Lu Zhiyao não quis deixá-lo entrar no quarto devido ao cheiro de álcool.
Abaixou-se ao lado do sofá e bateu no rosto de He Jinzhou.
— Ei, quem disse que você é um substituto?
He Jinzhou, um pouco mais sóbrio, balançou a mão e apontou para Lu Zhiyao.
— Foi você!
Lu Zhiyao sorriu de lado.
— Bobo. Não existe substituto nenhum. Você ouviu minha ligação hoje, não foi?
He Jinzhou não respondeu.
Ela não sabia se ele estava realmente bêbado ou fingindo.
Mas, de qualquer forma, precisava esclarecer.
— Não há substitutos, ele não é velho, pare de inventar histórias. Você não é substituto de ninguém.
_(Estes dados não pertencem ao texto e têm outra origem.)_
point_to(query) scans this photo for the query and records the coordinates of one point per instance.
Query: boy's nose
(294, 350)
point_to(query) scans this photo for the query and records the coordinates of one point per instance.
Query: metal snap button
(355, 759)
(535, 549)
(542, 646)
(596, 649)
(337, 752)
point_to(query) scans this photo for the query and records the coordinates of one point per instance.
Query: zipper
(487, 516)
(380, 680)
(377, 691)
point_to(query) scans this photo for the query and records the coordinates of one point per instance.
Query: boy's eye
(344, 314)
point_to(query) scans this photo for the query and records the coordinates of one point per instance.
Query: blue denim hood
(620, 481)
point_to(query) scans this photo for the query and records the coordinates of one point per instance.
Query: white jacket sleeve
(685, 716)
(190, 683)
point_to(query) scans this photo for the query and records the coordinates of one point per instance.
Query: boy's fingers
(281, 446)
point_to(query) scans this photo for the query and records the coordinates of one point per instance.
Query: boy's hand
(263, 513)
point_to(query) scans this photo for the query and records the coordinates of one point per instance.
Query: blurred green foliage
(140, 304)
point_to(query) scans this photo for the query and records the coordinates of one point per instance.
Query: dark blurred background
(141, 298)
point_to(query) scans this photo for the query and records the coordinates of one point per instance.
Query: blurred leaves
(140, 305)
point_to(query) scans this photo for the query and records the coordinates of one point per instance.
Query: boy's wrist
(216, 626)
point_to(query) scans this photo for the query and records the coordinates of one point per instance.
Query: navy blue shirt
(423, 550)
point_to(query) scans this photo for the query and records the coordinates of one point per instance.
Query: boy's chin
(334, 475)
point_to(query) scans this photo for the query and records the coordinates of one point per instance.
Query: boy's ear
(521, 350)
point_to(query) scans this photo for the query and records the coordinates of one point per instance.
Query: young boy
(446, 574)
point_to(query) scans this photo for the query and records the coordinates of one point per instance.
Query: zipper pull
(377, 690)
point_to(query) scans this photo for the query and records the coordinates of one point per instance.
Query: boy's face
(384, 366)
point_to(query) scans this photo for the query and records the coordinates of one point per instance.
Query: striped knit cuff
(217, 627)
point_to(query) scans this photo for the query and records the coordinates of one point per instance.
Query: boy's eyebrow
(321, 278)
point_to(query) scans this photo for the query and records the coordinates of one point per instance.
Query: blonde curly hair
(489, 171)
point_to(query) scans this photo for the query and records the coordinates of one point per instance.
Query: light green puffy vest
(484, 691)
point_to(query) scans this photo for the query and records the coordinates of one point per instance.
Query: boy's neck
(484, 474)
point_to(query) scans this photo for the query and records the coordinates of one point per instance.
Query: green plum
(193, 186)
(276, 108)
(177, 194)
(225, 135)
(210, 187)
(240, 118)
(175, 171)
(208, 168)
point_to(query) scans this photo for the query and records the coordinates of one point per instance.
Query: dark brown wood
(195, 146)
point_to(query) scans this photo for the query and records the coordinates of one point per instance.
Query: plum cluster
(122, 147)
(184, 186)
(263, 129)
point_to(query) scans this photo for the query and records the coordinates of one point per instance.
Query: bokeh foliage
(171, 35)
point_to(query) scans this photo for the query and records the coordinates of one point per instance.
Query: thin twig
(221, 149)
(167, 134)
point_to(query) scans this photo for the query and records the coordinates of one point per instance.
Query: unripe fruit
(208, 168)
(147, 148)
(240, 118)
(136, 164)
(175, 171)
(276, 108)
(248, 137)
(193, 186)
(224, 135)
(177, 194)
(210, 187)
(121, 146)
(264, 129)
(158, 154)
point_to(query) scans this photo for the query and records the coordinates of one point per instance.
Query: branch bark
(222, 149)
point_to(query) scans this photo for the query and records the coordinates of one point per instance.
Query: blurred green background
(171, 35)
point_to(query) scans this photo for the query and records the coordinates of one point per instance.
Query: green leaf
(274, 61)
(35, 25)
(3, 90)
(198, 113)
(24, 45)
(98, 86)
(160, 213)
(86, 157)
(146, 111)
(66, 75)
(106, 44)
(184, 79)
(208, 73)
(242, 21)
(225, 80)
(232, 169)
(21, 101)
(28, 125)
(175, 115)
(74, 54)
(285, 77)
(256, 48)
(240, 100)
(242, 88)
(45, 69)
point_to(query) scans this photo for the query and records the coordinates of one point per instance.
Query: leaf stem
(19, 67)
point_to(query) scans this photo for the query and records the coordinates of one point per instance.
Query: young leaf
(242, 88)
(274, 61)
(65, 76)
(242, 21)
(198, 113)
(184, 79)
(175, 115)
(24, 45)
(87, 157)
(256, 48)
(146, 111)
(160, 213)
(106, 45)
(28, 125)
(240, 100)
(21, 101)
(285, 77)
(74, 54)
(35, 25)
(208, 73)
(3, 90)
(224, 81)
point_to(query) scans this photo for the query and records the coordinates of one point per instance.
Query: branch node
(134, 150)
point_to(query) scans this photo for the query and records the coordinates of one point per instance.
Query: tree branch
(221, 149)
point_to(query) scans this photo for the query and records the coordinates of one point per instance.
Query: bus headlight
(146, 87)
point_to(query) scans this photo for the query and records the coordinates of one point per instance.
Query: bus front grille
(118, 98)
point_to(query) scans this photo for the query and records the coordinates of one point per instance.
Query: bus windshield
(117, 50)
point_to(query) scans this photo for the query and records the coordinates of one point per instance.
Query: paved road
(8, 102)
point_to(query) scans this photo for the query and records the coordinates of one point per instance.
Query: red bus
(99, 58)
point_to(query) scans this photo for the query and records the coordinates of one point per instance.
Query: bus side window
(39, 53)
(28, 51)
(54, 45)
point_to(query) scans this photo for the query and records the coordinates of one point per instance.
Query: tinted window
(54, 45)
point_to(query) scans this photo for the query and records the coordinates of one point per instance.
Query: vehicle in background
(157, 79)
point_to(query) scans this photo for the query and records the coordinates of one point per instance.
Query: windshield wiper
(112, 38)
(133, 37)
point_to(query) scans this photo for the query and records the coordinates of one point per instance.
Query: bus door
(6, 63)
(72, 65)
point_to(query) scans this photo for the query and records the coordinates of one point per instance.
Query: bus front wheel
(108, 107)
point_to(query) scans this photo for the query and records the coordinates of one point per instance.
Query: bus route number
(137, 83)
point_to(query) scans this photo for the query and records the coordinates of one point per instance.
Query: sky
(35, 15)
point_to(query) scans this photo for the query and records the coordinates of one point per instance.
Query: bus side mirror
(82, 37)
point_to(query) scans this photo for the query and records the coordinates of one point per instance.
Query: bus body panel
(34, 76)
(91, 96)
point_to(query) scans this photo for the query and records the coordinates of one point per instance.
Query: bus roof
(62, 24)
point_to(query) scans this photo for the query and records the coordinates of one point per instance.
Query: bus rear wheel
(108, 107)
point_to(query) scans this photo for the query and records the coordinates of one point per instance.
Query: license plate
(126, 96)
Quando me casei com você, não estava muito feliz, mas depois...
Os olhos do homem, brilhando de embriaguez, cintilaram.
— Depois o quê? Fale logo!
Lu Zhiyao sorriu astutamente, fingindo estar bêbada.
— Depois percebi que você não era tão ruim assim e decidi ficar com você.
He Jinzhou a abraçou forte, esfregando-se nela, enquanto Lu Zhiyao fazia cara de nojo.
— Você fede, He Jinzhou. Se não tomar banho hoje, não vai dormir na cama comigo. Vai para o quarto de hóspedes!
He Jinzhou, que já não parecia mais bêbado, murmurou um "oh", sacudiu o cabelo e foi para o banheiro do quarto secundário.
Hehe, a esposa disse que não há substituto.